Tuesday, July 01, 2014

Clear the Aisle

Despite my constant pleas, directives, demands and downright begging for clear pathways for my knee scooter, I am constantly kicking toys and maneuvering around obstacles just to get around the house. For whatever reason, I just can't get the boys to understand the importance of keeping things off the floor right now. I contemplated putting a trash bag in the basket of my scooter so that I could just pick up and throw away whatever toy or item was carelessly left in my path, but I quickly realized that kicking the items out of the way is much easier. Maintaining my balance while bending on my knee scooter is not an easy feat and would surely lead to a fall.

Instead of taking the time to pick up their clutter, I have perfected my technique to kick it all under the couch. During the past two weeks I venture to guess that a platoons worth of plastic army men have been declared AWOL because their Commander-in-Chief failed to have them retreat into their storage bin. Numerous pens, magazines, game CD's, one television remote and several batteries have all suffered the same fate. Although all of these items are small and seemingly benign, they all pose a hazard if I had run them over with my scooter.
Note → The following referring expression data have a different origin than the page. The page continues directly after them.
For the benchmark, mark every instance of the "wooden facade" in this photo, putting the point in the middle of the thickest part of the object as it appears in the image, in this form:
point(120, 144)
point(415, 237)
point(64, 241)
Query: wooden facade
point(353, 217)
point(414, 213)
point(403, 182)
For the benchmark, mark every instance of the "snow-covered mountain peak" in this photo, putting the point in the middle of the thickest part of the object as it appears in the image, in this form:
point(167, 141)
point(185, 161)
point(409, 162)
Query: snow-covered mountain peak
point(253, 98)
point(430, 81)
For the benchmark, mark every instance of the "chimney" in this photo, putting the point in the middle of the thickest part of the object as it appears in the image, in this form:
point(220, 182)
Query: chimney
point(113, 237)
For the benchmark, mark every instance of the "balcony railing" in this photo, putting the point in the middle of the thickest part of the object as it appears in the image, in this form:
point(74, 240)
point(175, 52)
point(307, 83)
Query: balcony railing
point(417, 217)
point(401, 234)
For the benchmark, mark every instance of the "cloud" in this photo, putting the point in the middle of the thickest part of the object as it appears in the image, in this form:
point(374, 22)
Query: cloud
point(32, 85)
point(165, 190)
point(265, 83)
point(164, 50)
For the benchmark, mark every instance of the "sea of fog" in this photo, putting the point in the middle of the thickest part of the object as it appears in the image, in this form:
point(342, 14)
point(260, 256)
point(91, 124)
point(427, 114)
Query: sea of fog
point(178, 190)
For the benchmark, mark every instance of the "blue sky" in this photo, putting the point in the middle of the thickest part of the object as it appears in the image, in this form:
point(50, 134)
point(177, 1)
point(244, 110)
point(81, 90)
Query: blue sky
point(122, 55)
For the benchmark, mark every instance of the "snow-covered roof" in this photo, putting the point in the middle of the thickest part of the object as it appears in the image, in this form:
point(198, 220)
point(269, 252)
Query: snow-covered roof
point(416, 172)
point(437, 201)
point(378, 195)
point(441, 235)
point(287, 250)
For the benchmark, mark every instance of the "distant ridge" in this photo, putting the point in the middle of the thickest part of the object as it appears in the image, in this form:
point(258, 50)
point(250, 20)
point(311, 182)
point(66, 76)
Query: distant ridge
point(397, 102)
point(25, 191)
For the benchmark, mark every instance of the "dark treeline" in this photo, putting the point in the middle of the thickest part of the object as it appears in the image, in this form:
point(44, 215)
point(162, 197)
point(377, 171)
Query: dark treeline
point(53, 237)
The past few months have been difficult for all of us, and I am struggling to maintain my patience. I don't want to be the Mom and Wife who constantly complains and places demands. That being said, using the knee scooter is already difficult. Forcing me to maneuver around various items carelessly strewn through the house makes everything harder. I wish that I could get everybody to appreciate my situation without being labeled as a nag.

I realize that my immobility is inconvenient for everybody, but I find myself wanting to remind the boys that I am the one without her leg. I love them dearly, but I am fighting the urge to scream and throw everything which impedes my path. Being without my leg is difficult enough, I don't think that asking for an unobstructed way to the bathroom and kitchen is too much to ask!